In der EU gilt Orbán als Enfant terrible. Ihren Werten wie Demokratie und Rechtsstaatlichkeit bringt er nichts als Verachtung entgegen. Zugleich hält er ungeniert die Hand auf: Von 2014 bis 2020 erhielt Ungarn 20,5 Milliarden Euro aus den Strukturfonds der EU. Im Jahresschnitt sind das rund vier Prozent des Bruttoinlandsprodukts. Orbán sorgt dafür, dass ein Teil dieser Gelder in die Taschen von Oligarchen wandert, die von ihm abhängig sind. Und diese unterstützen mit Medienaufkäufen ähnlich agierende Potentaten im "nahen Ausland"-der Begriff bezieht sich eigentlich auf die Nachbarschaft Russlands, die der Präsident Wladimir Putin als russische Einflusssphäre reklamiert. Auch zu ihm pflegt Orbán ein freundschaftliches Verhältnis.

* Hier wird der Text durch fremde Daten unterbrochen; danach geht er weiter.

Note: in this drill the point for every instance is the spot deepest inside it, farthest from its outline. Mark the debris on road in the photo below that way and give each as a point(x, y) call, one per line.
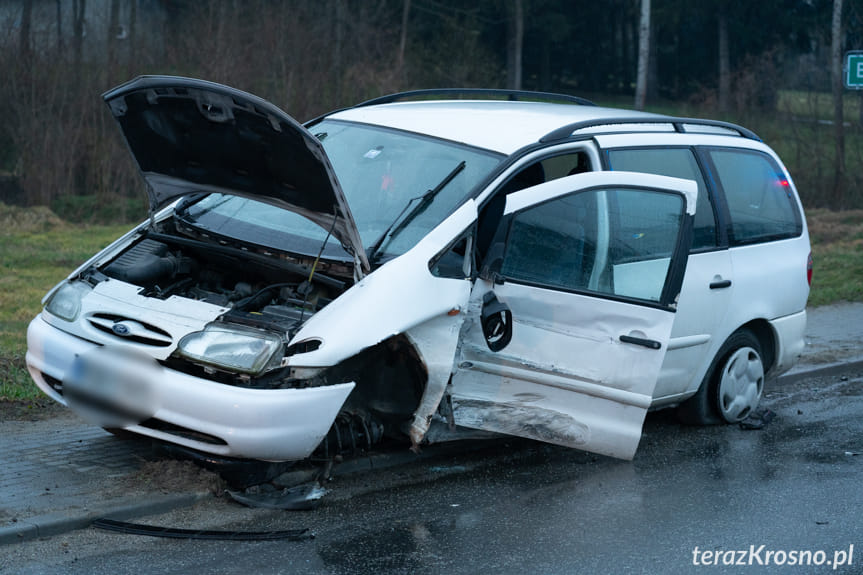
point(758, 419)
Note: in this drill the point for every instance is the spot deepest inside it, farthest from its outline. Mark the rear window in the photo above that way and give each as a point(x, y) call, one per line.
point(759, 197)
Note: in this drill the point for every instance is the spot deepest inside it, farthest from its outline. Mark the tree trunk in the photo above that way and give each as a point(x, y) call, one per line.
point(838, 121)
point(133, 24)
point(111, 46)
point(724, 61)
point(79, 7)
point(337, 50)
point(643, 55)
point(24, 36)
point(59, 28)
point(515, 42)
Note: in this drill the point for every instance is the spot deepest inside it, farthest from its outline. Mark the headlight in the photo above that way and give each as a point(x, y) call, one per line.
point(231, 348)
point(66, 301)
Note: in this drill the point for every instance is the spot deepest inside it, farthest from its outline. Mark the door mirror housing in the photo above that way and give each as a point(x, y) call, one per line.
point(496, 318)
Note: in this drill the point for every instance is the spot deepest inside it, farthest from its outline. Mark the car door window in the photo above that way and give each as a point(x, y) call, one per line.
point(613, 242)
point(759, 197)
point(678, 163)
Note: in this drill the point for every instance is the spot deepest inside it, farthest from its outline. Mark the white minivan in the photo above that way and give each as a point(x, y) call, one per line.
point(425, 265)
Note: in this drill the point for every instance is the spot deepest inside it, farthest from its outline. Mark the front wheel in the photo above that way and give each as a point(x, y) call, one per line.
point(733, 385)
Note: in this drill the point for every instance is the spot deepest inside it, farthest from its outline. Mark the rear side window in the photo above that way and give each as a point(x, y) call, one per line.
point(677, 163)
point(759, 197)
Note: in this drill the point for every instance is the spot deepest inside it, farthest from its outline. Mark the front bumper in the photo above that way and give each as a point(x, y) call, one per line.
point(272, 425)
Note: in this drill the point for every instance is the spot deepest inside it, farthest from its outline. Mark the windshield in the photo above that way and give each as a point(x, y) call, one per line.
point(381, 171)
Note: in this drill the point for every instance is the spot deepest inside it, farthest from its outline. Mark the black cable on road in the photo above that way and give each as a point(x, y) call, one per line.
point(156, 531)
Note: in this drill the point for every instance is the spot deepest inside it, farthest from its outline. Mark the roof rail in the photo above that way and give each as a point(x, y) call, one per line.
point(566, 131)
point(514, 95)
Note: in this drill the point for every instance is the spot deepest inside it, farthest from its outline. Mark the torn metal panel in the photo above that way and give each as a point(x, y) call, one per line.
point(436, 342)
point(397, 297)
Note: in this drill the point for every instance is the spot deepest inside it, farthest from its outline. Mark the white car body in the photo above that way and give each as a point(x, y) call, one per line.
point(578, 366)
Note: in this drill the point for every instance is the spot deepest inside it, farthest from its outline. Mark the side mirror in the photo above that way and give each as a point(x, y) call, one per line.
point(496, 320)
point(491, 265)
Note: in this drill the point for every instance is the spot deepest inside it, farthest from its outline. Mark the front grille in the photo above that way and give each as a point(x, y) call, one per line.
point(130, 330)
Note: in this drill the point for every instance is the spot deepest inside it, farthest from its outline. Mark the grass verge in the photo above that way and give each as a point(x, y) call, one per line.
point(37, 250)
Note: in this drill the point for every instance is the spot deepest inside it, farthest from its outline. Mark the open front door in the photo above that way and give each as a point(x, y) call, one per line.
point(569, 323)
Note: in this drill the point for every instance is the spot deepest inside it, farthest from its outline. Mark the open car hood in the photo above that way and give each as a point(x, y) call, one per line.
point(190, 135)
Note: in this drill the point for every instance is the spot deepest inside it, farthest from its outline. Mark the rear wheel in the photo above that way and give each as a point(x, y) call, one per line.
point(733, 385)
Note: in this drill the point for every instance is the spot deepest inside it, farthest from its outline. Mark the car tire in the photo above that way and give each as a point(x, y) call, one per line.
point(732, 387)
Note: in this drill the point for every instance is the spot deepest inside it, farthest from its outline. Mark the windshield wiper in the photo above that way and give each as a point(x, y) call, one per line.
point(425, 200)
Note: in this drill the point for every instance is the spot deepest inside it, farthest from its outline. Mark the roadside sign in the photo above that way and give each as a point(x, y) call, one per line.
point(854, 69)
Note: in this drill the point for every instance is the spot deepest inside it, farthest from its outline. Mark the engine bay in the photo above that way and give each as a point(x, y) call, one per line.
point(269, 290)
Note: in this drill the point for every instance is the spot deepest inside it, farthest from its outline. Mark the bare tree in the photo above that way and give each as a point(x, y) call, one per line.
point(113, 27)
point(133, 23)
point(515, 43)
point(59, 28)
point(838, 121)
point(79, 8)
point(724, 60)
point(643, 55)
point(403, 38)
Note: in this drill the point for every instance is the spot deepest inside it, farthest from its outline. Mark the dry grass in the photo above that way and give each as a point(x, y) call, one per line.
point(837, 251)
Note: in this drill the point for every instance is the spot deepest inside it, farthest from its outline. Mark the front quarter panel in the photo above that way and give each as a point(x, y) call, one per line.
point(400, 297)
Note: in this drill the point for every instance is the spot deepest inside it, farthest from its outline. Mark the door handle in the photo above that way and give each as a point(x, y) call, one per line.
point(651, 343)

Orbán arbeitet fieberhaft daran, gleichgesinnte Regierungschefs innerhalb und außerhalb der EU gegen Demokratie und Rechtsstaatlichkeit in Stellung zu bringen. Der slowenische Journalist Lenart Kucic, Betreiber des Portals "podcrto.si" und ausgewiesener Kenner des slowenischen Medienmarkts, meint: "Die EU hat nichts getan, um die Gleichschaltung der Medien in Ungarn durch Orbán zu stoppen oder um den ungarischen Export antiliberaler politischer Ideologien in die Region einzudämmen. Diese Passivität ermutigt Orbáns politische Nachahmer in diesen Ländern dazu, das ungarische Medienmodell zu übernehmen."
Orbáns Orbit wächst.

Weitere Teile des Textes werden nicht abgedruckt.